Hi! A few years back I wrote a blog which talked about OCI private DNS, how it works and some common scenarios. Everything there is still true so take a look if you want to learn about the basics. However, I think a second blog for the same service, this time focused on best practices, is needed.

When designing your OCI architecture you need to think about many things, most of which are explained in this excellent best-practices series but I feel like private DNS needs a deep-dive because DNS changes have a big blast radius, you can bring the whole environment down just because of a bad setting somewhere so this needs to be well designed from the start. Let’s look at some of the most important decisions about OCI private DNS.

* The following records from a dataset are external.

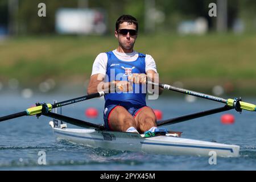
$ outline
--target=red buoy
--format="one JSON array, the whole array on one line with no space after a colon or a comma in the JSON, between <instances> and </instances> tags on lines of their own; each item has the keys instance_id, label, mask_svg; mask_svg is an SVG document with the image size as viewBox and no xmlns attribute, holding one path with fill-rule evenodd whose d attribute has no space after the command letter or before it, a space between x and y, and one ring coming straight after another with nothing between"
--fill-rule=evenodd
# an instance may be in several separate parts
<instances>
[{"instance_id":1,"label":"red buoy","mask_svg":"<svg viewBox=\"0 0 256 182\"><path fill-rule=\"evenodd\" d=\"M158 120L162 119L163 116L163 113L158 109L154 109L154 112L155 113L155 116Z\"/></svg>"},{"instance_id":2,"label":"red buoy","mask_svg":"<svg viewBox=\"0 0 256 182\"><path fill-rule=\"evenodd\" d=\"M98 117L98 110L94 107L89 107L85 110L85 115L89 118L95 118Z\"/></svg>"},{"instance_id":3,"label":"red buoy","mask_svg":"<svg viewBox=\"0 0 256 182\"><path fill-rule=\"evenodd\" d=\"M234 119L235 118L233 115L230 114L225 114L221 116L221 121L222 124L231 125L234 123Z\"/></svg>"}]
</instances>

VCN naming or VCN DNS labels

Each OCI VCN has its own DNS domain in the form of {dns-label}.oraclevcn.com. After you create the VCN, each subnet inside that VCN will get its own private DNS zone in the form of {subnet-label}.{dns-label}.oraclevcn.com. Important things to consider:
– Both the vcn-label and the subnet-label are, by default, auto assigned by OCI from the first 15 characters of the name of that resource (VCN and subnet respectively), while removing the “-“ and “_” characters. You can override that by manually inputting the label, but most people will let the default behavior happen.
– The DNS labels (VCN and subnet) can only be decided at the resource creation time, and you cannot edit them later therefore you will need to delete and recreate the resource if you want to change them.

Considering the two points above, some bad decisions would be:
a) You use the same VCN name for multiple VCNs, in the same region or in different regions, and you do not modify the VCN DNS label.
b) You design your VCN naming convention with the first 15 characters the same and you do not modify the VCN DNS label.

Let’s look at what would happen if you did the above. Let’s imagine we decided to name our VCNs and subnets like this:
– VCN1 name vcn-oci-ashburn-ebs-prod and the subnet private-subnet. The resulting private DNS zone would be privatesubnet.vcnociashburneb.oraclevcn.com.
– VCN2 name vcn-oci-ashburn-ebs-nonprod and the subnet private-subnet. The resulting private DNS zone would again be privatesubnet.vcnociashburneb.oraclevcn.com.
Instances in those two VCNs will never be able to talk to each other using the DNS names assigned by OCI. The takeaway is you should mind the naming of your VCNs or provide distinct DNS labels when you create them.

OCI DNS resolver vs Your managed DNS servers

One major decision that impacts the DNS architecture is what DNS server should the environment use. You have two major options:

OCI DNS VCN Resolver

The default setting of any OCI VCN is to use the local DNS resolver. The functionality of this resolver is explained in the previous blog:
– Each VCN has its own DNS resolver which, by default, knows only about the private zones generated by OCI when you create subnets inside it.
– There are methods to let the resolver in “VCN A” know about the private zones in “VCN B”, explained in the previous blog.
– You can add your own private zone (ex: internal.example.com) but you have to manage it entirely meaning you have to create the records inside it.
– You can do conditional forwarding to let OCI talk to your DNS servers in your datacenter or other clouds and resolve your private DNS zones.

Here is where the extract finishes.